Lihat Al-Ghazali, Ihya’ Ulumiddin, [Kairo: Darus Syi’ib, tanpa catatan tahun], juz IX, halaman 1599

Menurut irit kami, anggota grup whatsApp semenjak awal mesti mengetahui tujuan pembentukan grup. Dengan tujuan yang jelas, mereka sanggup menciptakan norma-norma yang mesti dipatuhi setiap anggota. Inisiator pembuat grup whatsApp atau admin dalam hal ini sanggup bertindak sebagai moderator yang bertanggung jawab atas arus isu dalam grup.

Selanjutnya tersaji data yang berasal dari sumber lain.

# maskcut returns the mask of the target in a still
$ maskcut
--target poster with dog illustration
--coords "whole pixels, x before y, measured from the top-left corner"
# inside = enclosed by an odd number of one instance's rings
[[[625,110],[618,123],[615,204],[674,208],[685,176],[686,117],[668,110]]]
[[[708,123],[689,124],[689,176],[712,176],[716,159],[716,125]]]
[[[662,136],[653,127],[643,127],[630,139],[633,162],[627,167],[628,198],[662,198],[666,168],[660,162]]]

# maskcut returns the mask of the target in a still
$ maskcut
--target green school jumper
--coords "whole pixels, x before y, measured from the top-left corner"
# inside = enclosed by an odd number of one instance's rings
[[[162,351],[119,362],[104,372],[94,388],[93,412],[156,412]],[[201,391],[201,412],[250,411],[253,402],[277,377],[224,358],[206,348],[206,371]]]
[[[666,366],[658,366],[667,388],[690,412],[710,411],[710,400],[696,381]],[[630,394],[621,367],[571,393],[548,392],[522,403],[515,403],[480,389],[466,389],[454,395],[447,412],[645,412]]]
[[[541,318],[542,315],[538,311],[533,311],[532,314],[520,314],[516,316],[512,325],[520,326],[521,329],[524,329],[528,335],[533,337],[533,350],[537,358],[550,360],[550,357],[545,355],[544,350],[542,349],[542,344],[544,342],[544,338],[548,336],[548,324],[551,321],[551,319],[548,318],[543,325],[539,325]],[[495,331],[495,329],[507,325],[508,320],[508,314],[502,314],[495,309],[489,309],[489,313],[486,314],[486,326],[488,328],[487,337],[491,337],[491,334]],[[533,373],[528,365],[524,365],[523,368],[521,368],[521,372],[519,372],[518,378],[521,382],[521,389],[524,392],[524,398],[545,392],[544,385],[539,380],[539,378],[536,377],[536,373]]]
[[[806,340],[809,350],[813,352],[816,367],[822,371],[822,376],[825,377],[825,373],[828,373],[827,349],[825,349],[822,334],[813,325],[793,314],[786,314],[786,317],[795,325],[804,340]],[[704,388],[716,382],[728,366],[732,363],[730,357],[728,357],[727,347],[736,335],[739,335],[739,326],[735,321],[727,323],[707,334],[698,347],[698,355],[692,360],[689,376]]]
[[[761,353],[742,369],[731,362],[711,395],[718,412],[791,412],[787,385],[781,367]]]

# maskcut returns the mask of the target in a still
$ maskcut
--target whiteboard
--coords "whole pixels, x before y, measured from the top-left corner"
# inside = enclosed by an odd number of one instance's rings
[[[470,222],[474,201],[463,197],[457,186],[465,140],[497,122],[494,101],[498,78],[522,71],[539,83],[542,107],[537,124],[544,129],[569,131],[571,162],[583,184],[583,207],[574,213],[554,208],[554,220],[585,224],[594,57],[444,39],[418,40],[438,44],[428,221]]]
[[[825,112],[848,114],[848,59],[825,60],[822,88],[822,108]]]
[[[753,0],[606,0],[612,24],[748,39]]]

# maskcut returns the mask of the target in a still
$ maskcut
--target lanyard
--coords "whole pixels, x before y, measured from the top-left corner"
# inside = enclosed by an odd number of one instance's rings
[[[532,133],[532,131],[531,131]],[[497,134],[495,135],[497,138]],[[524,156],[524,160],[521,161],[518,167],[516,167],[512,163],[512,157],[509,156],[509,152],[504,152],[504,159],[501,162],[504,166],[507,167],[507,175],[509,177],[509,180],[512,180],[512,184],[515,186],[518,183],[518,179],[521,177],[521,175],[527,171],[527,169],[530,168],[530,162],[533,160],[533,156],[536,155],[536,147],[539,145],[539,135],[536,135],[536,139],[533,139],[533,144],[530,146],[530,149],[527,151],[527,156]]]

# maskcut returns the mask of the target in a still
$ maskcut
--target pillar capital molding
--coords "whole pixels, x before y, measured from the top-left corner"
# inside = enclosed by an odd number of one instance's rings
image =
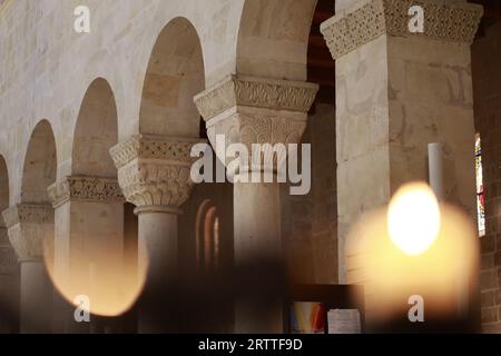
[[[178,208],[193,189],[190,157],[194,145],[205,140],[136,135],[111,148],[118,181],[126,199],[136,207]]]
[[[47,238],[53,231],[50,205],[19,204],[2,212],[9,240],[18,259],[38,260],[43,256]]]
[[[317,91],[310,82],[232,75],[196,96],[195,105],[206,121],[237,106],[307,112]]]
[[[409,31],[409,9],[424,10],[424,32]],[[483,16],[482,6],[436,0],[363,0],[321,26],[334,59],[382,34],[428,38],[446,43],[473,43]]]
[[[71,176],[48,188],[55,208],[70,200],[78,201],[125,201],[117,179]]]
[[[264,148],[254,155],[253,145],[275,146],[299,144],[306,129],[310,111],[318,86],[310,82],[229,76],[218,86],[195,97],[198,111],[207,123],[207,135],[213,146],[217,136],[225,137],[225,147],[244,145],[249,152],[249,171],[263,170],[282,162],[273,149]],[[227,157],[219,159],[226,166]],[[273,161],[273,162],[272,162]],[[228,175],[237,171],[228,171]]]
[[[0,275],[13,273],[16,265],[16,254],[10,245],[7,228],[0,227]]]

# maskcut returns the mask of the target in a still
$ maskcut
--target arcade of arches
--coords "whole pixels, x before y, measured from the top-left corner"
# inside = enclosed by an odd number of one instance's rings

Adapun keluar dari grup, berdasarkan kami, bukan pilihan terbaik. Ia hanya jalan terakhir yang harus ditempuh jikalau konten di dalamnya tak terkendali sementara norma-norma yang disepakati anggota grup whatsApp tak lagi diindahkan sebagai keterangan Imam An-Nawawi di muka. Jadi, keluar dari grup tidak serta selalu harus dimaknai sebagai pemutusan silaturahmi.

Demikian tanggapan singkat kami. Semoga sanggup dipahami dengan baik.